The time had come. There were actions to be taken. What those actions were did not matter. She did not need to think about them. They would come naturally to her. Intuitively.
She went upstairs to her bedroom. On a shelf in her walk-in closet rested a small black-lacquered box with silver hinges. She had never seen it before, yet she had known it would be there.
This did not strike her as peculiar. There were actions to be taken. What they were would become clear to her as she took them.
She carried the box to her vanity and opened it.

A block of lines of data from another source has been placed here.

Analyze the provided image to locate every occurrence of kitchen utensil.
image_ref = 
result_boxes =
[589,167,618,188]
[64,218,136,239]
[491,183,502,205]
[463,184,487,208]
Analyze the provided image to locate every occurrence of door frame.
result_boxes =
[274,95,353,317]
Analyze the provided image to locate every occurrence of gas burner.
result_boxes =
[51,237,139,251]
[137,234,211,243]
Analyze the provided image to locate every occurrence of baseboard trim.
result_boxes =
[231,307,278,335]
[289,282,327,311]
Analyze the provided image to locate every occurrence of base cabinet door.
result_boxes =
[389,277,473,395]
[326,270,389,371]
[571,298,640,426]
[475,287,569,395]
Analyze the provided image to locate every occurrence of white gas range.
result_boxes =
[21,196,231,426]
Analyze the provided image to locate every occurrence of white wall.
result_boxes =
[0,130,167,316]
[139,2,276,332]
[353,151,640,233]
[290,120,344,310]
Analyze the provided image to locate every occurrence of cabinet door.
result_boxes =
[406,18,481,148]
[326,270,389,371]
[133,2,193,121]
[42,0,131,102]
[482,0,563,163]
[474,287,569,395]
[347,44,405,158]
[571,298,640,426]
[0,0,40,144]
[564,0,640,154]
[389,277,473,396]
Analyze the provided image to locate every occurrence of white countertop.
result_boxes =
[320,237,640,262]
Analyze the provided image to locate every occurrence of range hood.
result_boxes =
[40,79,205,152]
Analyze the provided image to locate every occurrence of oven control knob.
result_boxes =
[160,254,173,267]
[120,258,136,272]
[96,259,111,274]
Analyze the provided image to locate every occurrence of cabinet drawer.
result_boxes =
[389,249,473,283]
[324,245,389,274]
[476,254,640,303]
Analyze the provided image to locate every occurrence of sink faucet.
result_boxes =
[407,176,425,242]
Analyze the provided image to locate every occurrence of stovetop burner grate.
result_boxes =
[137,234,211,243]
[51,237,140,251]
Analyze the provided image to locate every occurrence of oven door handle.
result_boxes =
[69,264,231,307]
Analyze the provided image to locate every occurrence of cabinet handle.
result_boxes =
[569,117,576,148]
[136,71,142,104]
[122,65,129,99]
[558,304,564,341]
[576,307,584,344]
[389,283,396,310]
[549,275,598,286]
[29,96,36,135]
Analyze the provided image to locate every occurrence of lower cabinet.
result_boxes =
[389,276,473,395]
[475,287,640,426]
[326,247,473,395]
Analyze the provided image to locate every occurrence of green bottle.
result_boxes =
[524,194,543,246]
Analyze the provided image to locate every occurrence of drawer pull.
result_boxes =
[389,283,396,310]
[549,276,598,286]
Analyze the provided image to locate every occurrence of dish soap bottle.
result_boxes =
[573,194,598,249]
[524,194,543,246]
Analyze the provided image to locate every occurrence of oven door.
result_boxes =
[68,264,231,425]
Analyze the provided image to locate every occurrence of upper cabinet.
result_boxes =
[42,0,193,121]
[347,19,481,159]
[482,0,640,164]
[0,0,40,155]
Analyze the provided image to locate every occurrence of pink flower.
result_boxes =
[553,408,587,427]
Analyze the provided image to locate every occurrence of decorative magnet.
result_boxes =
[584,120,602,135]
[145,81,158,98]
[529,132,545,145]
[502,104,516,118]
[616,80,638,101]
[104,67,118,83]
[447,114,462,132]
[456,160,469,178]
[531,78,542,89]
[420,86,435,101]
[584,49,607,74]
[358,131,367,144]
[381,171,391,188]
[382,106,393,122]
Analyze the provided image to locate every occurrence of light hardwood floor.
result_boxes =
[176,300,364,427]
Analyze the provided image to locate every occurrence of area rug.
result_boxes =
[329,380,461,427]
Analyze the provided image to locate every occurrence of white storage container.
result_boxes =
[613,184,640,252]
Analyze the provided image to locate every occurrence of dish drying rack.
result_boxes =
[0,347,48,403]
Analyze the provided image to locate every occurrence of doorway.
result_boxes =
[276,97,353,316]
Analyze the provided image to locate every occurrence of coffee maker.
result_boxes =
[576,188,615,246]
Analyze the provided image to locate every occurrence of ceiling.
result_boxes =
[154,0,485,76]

The first item that she extracted was a necklace of miniature human skulls carved from bone. Gleaming black onyx filled the eye sockets. The craftsmanship was exquisite, the skulls more beautiful than frightening. The box also contained four lovely gold bracelets fashioned as cobras.
Durga, the Goddess Mother of the Hindu pantheon, was maternal and kind and the source of much life, but she also had dark aspects. The most fierce of those was her incarnation as Kali, often depicted as wanton, naked but for the darkness in which she wrapped herself, wearing only gold bracelets and a necklace of human skulls.
In this religion, no separation existed between the sacred and profane. All things on the earth were aspects of the divinity. Kali, an aspect of Durga, had several aspects herself, one being Chandi, the Terrible One. The Chandi aspect of Kali was often depicted with her four arms raised—instead of Kali’s usual eight—hands gripping a sword, a noose, a skull-capped staff, and a severed human head. Of all the divinities, only Kali had conquered time, and she was, among other things, a slayer of demons.
Tanuja Shukla did not share her deceased parents’ Hindu faith; but she hadn’t forgotten it, either. She sometimes employed Hindu mythology in her stories, as metaphor, for color, to evoke a sense of mystery, but never to endorse it. If she could have believed in a goddess, it would have been in the most benign Durga, not any of her less compassionate aspects, not Kali.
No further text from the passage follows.